What if the device that brings the Metaverse to life also captures every move you make? The data we generate through immersive technologies becomes the next frontier – data that is not just a reflection of our surroundings but a blueprint of who we are. AR and VR aren’t just about immersive experiences. They’re powerful data engines, recording how we move, where we look, and even how we feel. And it all flows through Passthrough APIs – the invisible conduit between physical and digital realms. Are we fully aware of the risks lurking behind the lenses?
Recently published, The OECD Immersive Technologies Policy Primer Report warns of the escalating risks posed by immersive technologies, especially AR and VR. The primer underscores the pressing need for comprehensive policy frameworks to address the growing risks of immersive technologies and the growing deficit of trust around data governance. The report highlights how data collection through AR and VR can evolve from benign mapping to invasive surveillance, especially when AI systems amplify these capabilities.
What is a Passthrough API?
During my tenure at Meta (formerly Facebook), I saw firsthand how third-party access to data could evolve from a simple convenience to a complex risk. Passthrough APIs act as the eyes of AR and VR systems, capturing and interpreting real-world data through device cameras and sensors. According to Meta, Pass-through is like “looking through a window”. It’s about seeing your physical surroundings through a live video feed with an on/off function. But what happens when these lenses can see more than we realize? Imagine a digital mirror that not only reflects your surroundings, maps your facial expressions, tracks your movements, and infers your emotional states. This is the power – and the peril – of Passthrough APIs.

How mixed reality capabilities come together via Passthrough API (source: Meta)
Platform | API Name | Functionality | Notable Risks |
Meta | Meta Passthrough API | Captures real-world data for overlaying digital content | Inferred biometrics, spatial mapping |
Apple | Apple ARKit | Allows apps to integrate AR experiences using device cameras | Facial recognition, spatial tracking |
Google ARCore | Provides tools for creating AR content and tracking surfaces | User location, movement patterns | |
Microsoft | Microsoft Spatial Anchors | Enables AR experiences that persist across devices | Location data, persistent spatial data |
Snap | Snap Lens Studio | Develops AR lenses using real-world camera input | User data capture, behavioral tracking |
Data Flow and Risks: From Sensors to Developers
Every step in the data flow of Passthrough APIs is a potential point of exploitation. When APIs access our personal spaces, they don’t just capture spatial data – they capture us. From facial expressions to gait analysis, the granular data collected can paint a predictive portrait of our behaviors. This is not just about mapping our physical surroundings; it’s about mapping our very identities. And once AI gets this data, the implications become even more profound.
- Data Capture: Device sensors collect spatial and biometric data.
- Processing: Data is processed locally or transmitted to cloud servers.
- Access: Developers access processed data through API endpoints.
- Storage and Analysis: Data may be stored locally or remotely for further analysis.
The potential for misuse is vast, from unauthorized profiling to behavioral tracking. And as AI systems integrate with these datasets, the risks escalate exponentially.
Biometrically Inferred Data: The AI Risk Multiplier

Biometrically inferred data is not just about recognizing faces—it’s about inferring health conditions, emotional states, or behavioral patterns. When AI algorithms access biometrically inferred data, they’re not just seeing us but predicting us. The richer the dataset, the more powerful the AI’s predictive capabilities. We’re entering an era where even a casual glance can be cataloged and analyzed—potentially weaponized in contexts ranging from targeted advertising to predictive policing.

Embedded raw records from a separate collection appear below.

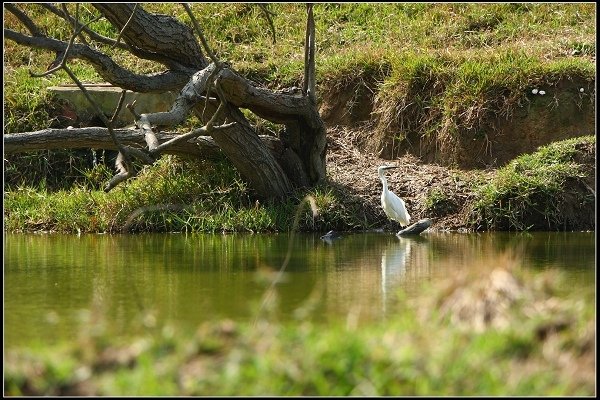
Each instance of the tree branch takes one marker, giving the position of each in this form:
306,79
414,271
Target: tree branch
105,66
92,34
25,20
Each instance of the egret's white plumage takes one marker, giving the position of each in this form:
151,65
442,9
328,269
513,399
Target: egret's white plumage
393,206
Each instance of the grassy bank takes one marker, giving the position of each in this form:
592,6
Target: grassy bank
519,336
546,190
436,73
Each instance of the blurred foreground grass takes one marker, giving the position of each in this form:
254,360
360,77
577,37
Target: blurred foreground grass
495,332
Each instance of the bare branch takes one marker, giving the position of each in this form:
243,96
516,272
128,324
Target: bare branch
25,20
98,138
268,13
106,67
201,35
119,106
136,51
309,56
126,24
92,34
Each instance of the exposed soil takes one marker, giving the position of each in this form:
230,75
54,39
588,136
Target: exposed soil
356,148
354,173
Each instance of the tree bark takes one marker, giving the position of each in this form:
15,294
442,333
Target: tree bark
98,138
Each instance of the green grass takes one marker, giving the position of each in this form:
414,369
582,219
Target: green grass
172,196
416,353
531,191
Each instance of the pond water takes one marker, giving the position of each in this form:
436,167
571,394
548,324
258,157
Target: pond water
57,285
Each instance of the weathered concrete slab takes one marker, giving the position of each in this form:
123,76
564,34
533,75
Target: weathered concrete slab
416,228
107,97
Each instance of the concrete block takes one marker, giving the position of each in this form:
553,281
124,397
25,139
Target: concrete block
107,97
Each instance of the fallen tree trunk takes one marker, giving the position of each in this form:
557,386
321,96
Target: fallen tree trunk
98,138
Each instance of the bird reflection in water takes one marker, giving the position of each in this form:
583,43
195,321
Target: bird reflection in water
393,266
330,236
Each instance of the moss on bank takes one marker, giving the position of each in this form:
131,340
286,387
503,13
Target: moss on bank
436,75
551,189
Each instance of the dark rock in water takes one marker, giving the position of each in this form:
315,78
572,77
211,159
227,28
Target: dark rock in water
416,228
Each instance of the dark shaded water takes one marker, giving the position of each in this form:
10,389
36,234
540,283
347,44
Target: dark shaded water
57,285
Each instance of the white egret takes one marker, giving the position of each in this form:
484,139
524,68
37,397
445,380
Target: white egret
393,206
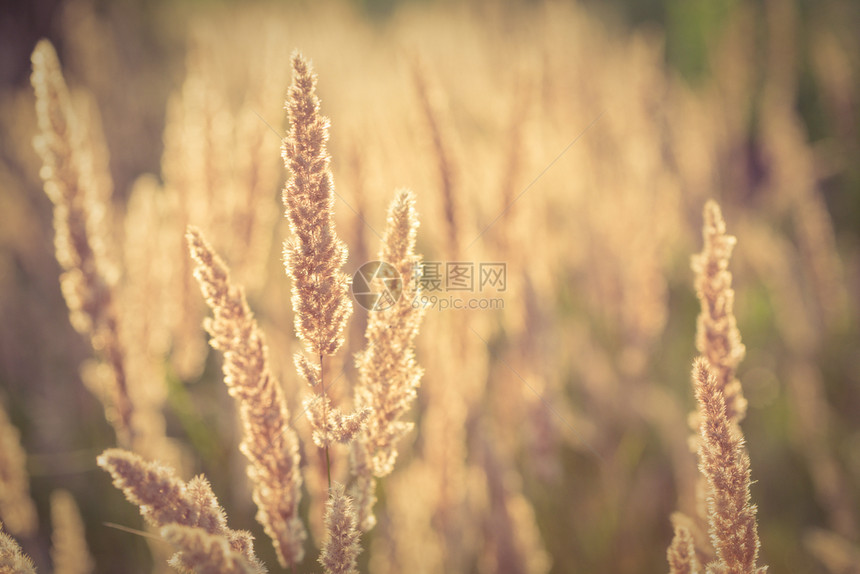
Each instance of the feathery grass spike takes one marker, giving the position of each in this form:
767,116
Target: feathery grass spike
79,237
268,442
341,546
717,335
314,255
12,559
205,553
682,553
725,464
164,499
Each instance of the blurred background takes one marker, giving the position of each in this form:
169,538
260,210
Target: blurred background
575,142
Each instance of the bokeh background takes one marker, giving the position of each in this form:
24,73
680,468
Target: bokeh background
552,434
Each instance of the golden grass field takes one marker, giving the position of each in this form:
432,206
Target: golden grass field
617,328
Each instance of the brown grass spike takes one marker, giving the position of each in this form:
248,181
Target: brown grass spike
269,443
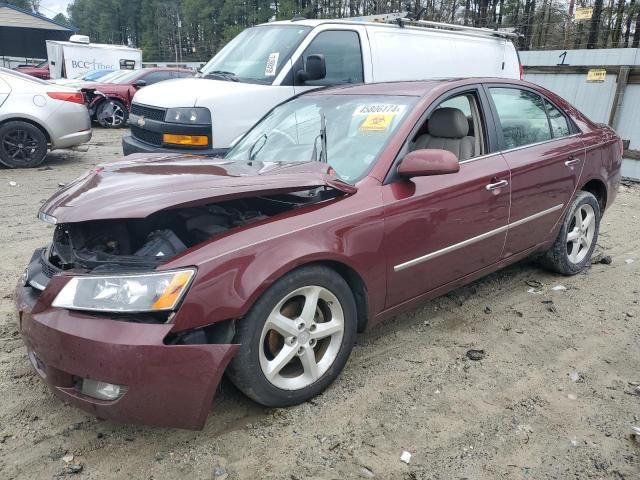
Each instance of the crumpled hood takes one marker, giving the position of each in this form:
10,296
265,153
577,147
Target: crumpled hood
144,184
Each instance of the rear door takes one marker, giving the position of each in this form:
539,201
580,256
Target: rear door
545,154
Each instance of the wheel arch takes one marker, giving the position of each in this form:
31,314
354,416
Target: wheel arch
30,121
598,189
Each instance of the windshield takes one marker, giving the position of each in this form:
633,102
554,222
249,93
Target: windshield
256,55
347,131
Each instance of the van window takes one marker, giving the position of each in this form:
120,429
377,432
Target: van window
522,115
559,124
342,54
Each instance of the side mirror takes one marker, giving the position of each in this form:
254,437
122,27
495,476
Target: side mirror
421,163
315,68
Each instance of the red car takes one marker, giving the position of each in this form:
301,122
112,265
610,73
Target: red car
110,103
39,71
339,209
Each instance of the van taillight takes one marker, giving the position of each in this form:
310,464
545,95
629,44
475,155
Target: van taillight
74,97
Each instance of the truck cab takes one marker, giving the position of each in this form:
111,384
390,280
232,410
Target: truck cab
268,64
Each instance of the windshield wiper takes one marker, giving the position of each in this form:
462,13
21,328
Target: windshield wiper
223,75
252,154
323,142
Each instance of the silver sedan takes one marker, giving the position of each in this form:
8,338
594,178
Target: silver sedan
36,116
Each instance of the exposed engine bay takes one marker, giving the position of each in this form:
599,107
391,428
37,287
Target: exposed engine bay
111,245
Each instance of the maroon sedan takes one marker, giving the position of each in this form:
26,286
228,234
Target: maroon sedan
110,103
339,209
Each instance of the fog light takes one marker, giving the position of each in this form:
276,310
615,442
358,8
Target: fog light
197,140
101,390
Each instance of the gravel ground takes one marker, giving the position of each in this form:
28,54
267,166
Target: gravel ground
553,398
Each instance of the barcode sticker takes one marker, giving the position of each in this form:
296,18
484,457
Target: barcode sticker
272,65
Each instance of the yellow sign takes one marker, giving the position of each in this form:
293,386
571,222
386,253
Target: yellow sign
584,13
596,75
377,122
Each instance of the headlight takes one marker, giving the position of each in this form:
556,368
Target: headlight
151,292
195,115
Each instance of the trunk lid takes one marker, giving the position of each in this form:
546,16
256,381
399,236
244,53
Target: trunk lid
144,184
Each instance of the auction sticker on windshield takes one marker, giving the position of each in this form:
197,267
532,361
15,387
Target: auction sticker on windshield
378,116
272,64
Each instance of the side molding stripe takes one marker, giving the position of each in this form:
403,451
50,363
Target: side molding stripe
469,241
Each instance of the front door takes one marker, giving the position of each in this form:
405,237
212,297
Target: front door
545,157
441,228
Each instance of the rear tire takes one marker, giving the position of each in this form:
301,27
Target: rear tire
296,338
22,145
577,238
112,113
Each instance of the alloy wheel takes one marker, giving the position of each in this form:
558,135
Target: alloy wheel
581,232
301,338
20,145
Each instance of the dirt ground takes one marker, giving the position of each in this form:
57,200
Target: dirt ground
554,397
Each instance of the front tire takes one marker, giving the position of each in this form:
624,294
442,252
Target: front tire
296,338
22,145
112,113
577,238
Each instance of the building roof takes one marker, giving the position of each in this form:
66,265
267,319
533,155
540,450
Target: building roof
13,16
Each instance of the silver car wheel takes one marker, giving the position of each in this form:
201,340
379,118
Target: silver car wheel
581,231
301,338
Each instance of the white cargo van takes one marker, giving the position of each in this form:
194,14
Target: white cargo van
268,64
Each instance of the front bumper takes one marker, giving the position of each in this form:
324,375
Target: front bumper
130,145
167,385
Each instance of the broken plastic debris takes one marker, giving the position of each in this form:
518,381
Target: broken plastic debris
475,354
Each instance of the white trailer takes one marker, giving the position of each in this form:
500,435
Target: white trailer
77,56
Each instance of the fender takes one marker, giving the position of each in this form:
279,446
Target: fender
348,232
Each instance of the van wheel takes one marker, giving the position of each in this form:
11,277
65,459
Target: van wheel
296,339
577,238
22,145
112,114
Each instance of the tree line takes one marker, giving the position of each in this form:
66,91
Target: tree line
193,30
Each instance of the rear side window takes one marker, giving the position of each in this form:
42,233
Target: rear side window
342,54
522,115
559,124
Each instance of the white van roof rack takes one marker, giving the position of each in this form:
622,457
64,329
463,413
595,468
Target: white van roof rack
449,26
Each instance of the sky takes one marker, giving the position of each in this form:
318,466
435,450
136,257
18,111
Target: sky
50,8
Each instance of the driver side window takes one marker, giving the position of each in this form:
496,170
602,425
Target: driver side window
455,125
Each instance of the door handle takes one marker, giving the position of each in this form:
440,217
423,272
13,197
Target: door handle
495,186
571,162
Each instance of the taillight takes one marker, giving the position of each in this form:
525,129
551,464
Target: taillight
73,97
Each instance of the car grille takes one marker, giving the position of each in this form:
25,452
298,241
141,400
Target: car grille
148,112
152,138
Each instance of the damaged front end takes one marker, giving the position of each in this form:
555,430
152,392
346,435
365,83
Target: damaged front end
96,305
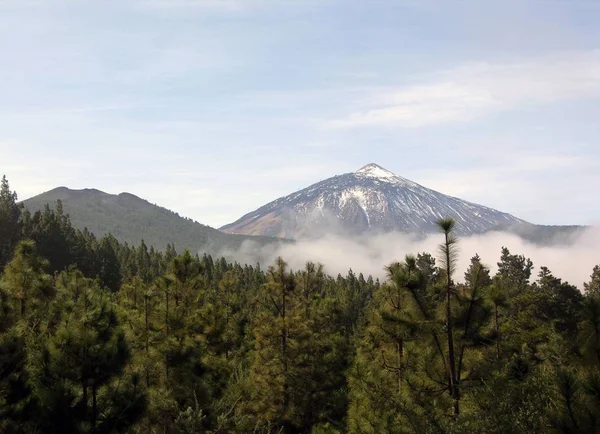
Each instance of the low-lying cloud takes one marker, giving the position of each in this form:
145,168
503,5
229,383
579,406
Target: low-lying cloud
572,260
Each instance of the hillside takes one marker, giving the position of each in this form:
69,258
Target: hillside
131,219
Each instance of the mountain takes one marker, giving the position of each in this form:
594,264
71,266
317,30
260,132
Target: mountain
372,198
131,219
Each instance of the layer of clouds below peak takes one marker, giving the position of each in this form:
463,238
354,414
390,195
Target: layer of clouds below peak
572,262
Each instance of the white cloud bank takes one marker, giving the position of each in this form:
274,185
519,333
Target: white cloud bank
369,255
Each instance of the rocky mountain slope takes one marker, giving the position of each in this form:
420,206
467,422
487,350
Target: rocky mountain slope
372,198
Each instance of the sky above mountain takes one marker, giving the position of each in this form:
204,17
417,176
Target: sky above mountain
213,108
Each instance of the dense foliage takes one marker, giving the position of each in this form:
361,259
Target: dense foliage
100,336
131,219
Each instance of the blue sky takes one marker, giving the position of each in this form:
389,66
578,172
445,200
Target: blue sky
214,107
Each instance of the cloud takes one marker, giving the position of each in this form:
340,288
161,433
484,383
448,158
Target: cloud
478,89
573,260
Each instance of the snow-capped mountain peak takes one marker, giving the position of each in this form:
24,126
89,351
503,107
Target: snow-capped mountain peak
373,170
376,172
372,198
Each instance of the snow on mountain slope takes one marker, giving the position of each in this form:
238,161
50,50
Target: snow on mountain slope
372,198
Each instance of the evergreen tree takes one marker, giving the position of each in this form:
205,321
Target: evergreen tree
10,226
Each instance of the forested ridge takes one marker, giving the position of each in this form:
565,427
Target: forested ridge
100,336
132,219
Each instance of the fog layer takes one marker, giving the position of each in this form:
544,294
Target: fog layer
369,255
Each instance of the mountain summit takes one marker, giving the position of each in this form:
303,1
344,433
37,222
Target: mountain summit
372,198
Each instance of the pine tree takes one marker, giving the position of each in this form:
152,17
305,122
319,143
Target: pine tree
593,286
10,226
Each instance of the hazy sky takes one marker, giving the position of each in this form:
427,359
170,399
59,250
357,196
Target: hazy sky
214,107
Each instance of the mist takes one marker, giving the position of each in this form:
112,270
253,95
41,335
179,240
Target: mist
570,259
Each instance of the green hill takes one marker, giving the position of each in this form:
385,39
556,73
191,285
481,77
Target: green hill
131,219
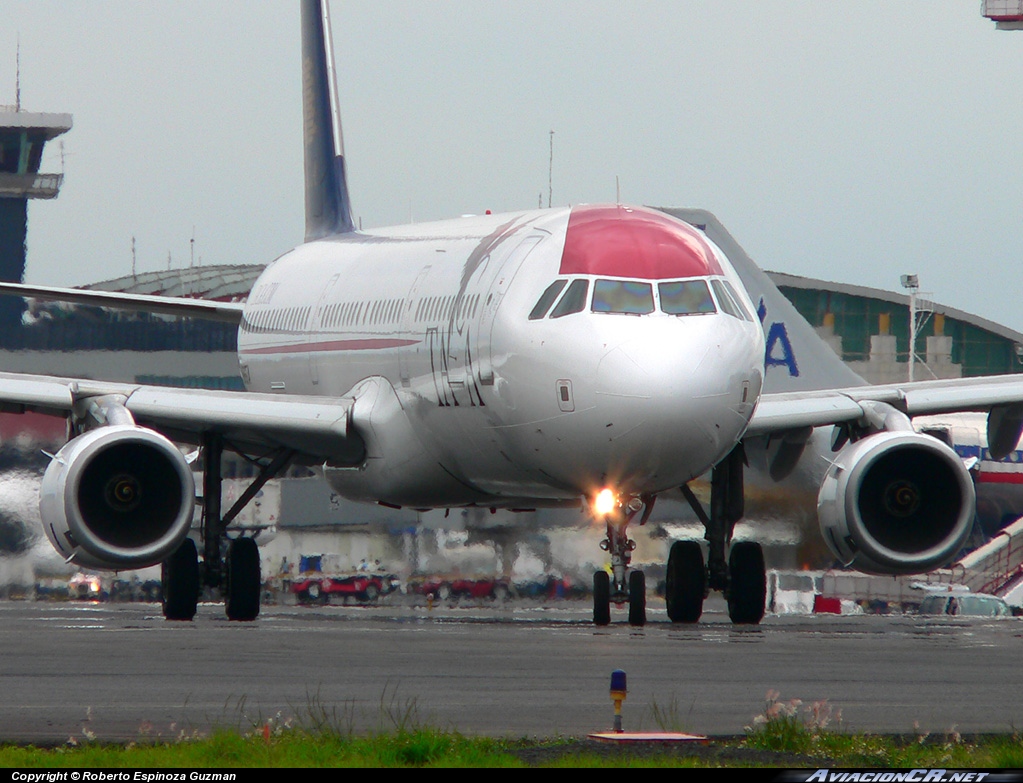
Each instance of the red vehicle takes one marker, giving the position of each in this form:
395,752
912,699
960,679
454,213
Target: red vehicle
317,588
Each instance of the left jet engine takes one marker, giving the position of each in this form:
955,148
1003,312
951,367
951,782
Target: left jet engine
118,496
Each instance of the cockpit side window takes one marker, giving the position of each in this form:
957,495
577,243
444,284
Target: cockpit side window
739,302
628,297
726,302
573,301
685,298
546,299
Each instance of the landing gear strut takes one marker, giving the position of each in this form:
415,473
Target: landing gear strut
742,577
615,588
230,565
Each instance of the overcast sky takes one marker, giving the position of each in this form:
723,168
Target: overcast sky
852,140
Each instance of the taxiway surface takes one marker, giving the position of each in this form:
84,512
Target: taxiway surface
117,670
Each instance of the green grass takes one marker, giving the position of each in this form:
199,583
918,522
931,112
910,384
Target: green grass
787,734
427,747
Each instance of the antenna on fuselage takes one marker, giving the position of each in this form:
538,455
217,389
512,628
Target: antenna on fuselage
550,172
328,208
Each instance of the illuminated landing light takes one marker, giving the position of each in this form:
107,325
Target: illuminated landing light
605,503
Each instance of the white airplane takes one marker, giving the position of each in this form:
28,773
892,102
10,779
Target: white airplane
593,354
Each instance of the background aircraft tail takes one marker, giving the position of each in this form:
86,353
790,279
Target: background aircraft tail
797,358
327,207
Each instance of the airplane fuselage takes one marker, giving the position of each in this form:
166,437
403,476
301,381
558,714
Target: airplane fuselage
627,378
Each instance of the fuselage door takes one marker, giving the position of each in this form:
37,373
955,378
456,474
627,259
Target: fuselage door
492,300
408,327
317,325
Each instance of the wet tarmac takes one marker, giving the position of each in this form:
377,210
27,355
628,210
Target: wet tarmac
117,671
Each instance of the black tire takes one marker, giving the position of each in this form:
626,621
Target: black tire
179,574
602,598
637,599
242,583
747,583
685,582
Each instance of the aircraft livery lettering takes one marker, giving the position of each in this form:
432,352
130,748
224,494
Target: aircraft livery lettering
779,351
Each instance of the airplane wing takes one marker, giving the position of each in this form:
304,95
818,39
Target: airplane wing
318,428
229,312
791,410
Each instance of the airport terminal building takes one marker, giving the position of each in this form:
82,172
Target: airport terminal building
868,328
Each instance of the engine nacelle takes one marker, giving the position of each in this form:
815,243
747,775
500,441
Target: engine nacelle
896,503
119,496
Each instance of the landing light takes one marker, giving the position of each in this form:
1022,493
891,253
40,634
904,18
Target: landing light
606,502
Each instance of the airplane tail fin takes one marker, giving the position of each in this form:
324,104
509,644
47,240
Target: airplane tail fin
798,359
328,210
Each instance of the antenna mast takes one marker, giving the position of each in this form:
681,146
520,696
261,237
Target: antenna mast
17,75
550,172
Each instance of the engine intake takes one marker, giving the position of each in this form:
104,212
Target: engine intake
119,496
896,503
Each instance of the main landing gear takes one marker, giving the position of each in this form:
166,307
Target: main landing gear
613,586
735,569
232,565
742,578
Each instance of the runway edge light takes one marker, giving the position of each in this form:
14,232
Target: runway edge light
618,693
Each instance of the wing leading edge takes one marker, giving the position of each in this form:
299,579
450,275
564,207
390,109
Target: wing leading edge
229,312
790,410
318,429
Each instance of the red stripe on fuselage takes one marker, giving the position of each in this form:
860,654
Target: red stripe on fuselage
629,242
986,477
369,344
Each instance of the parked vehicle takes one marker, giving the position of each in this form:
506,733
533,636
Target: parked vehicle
965,605
444,589
318,588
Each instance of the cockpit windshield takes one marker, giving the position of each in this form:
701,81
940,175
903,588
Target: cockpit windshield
628,297
684,297
695,296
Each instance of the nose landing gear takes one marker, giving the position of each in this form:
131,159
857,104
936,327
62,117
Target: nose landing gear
742,577
615,588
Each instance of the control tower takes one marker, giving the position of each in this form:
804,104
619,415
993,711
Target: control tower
23,135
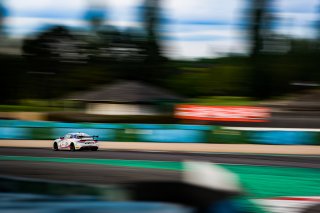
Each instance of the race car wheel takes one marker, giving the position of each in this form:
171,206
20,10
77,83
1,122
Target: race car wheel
55,147
72,148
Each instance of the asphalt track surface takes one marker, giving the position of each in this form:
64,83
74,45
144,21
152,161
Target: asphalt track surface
104,174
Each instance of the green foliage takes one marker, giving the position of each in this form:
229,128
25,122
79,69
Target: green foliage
220,79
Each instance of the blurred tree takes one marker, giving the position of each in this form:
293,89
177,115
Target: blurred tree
50,56
154,69
259,33
96,14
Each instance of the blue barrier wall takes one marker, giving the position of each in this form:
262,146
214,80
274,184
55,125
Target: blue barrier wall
34,130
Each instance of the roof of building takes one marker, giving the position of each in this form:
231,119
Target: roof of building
125,92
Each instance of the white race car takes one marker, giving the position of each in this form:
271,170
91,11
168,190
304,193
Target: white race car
76,141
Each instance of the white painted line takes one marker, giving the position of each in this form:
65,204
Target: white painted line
271,129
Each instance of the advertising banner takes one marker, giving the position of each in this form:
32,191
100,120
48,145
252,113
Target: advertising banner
223,113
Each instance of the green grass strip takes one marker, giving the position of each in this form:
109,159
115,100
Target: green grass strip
258,181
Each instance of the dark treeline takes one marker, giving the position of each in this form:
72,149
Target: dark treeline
60,60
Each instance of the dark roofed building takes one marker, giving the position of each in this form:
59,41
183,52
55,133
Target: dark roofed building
125,98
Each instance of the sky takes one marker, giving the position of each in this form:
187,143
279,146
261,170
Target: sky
193,28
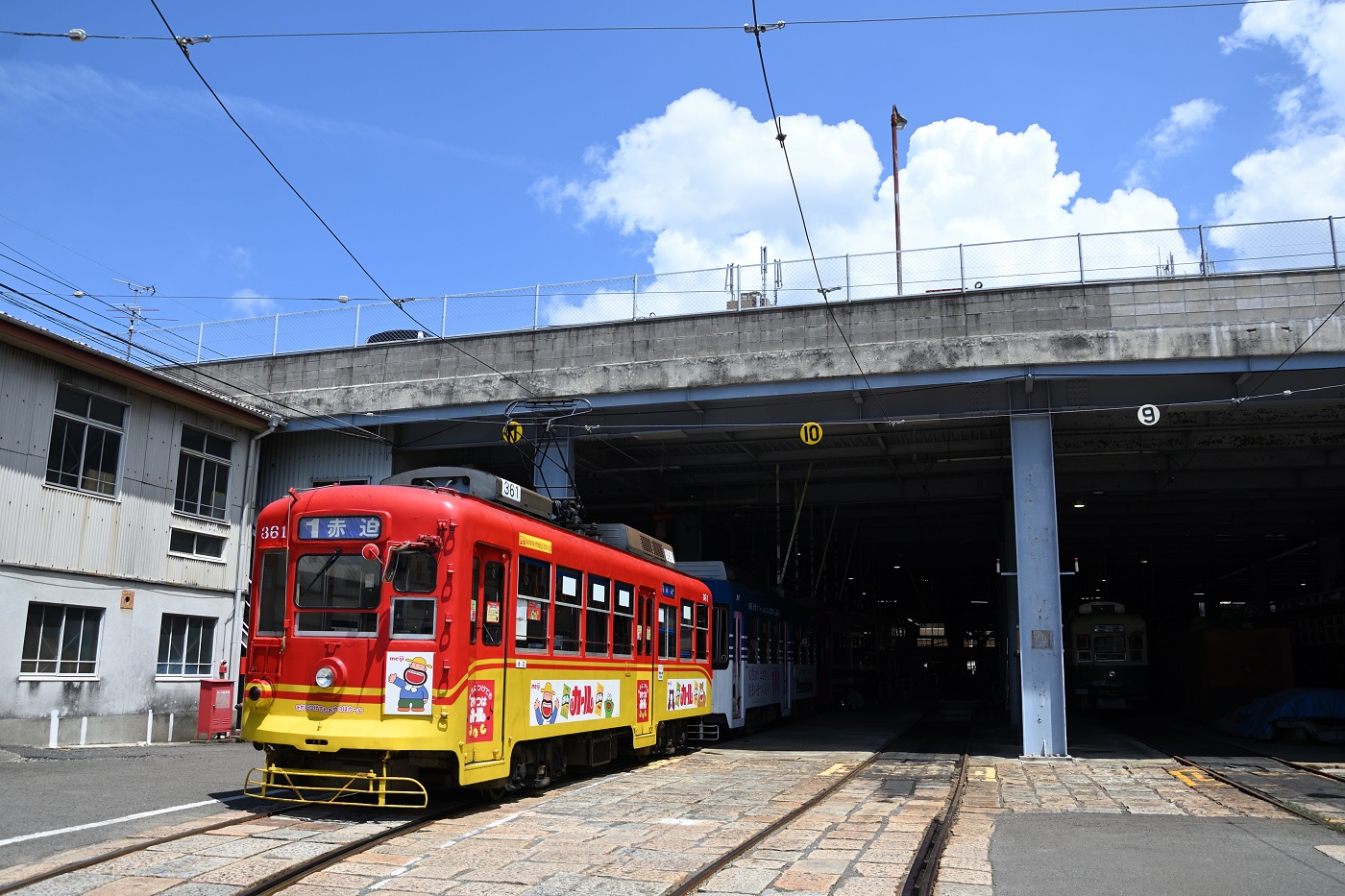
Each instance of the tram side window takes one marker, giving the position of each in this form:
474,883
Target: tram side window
702,631
413,618
477,599
534,601
568,610
623,619
598,618
271,593
688,627
720,655
414,572
336,593
668,631
493,615
648,620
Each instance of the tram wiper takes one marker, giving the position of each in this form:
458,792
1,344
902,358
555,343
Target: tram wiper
303,593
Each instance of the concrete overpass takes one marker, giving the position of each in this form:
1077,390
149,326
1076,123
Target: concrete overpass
959,428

Conclusion: The Next Cambridge Analytica?
Cambridge Analytica showed us how they weaponized data to influence voter behavior. Imagine a future where AR and VR data, captured through Passthrough APIs, becomes the next goldmine for psychographic profiling, targeted manipulation, or predictive surveillance. The exact mechanisms that allowed Cambridge Analytica to influence elections could be exponentially more powerful when combined with AI-enhanced immersive datasets. This is not speculation; it’s the reality we’re heading towards.
AR and VR are redefining the boundaries between reality and data. But as Passthrough APIs transform our every move into digital assets, we must ask: Who is accountable for how companies use this data? Are current frameworks enough, or are we heading for the next Cambridge Analytica, but this time, in 3D? The race to build immersive worlds is on. But who will hold the keys to our most intimate data?
So, as immersive technologies continue to blur the line between our online and offline lives, we must ask ourselves: Who is defining the boundaries of ethical data use? Are we simply trusting tech giants to set rules or demanding accountability? In my work at XRSI, we strive to build frameworks that prioritize data integrity and user safety. However, frameworks mean nothing if the industry continues to play by its rules. Until we hold those in power accountable, we’re all just pixels in someone else’s digital playground.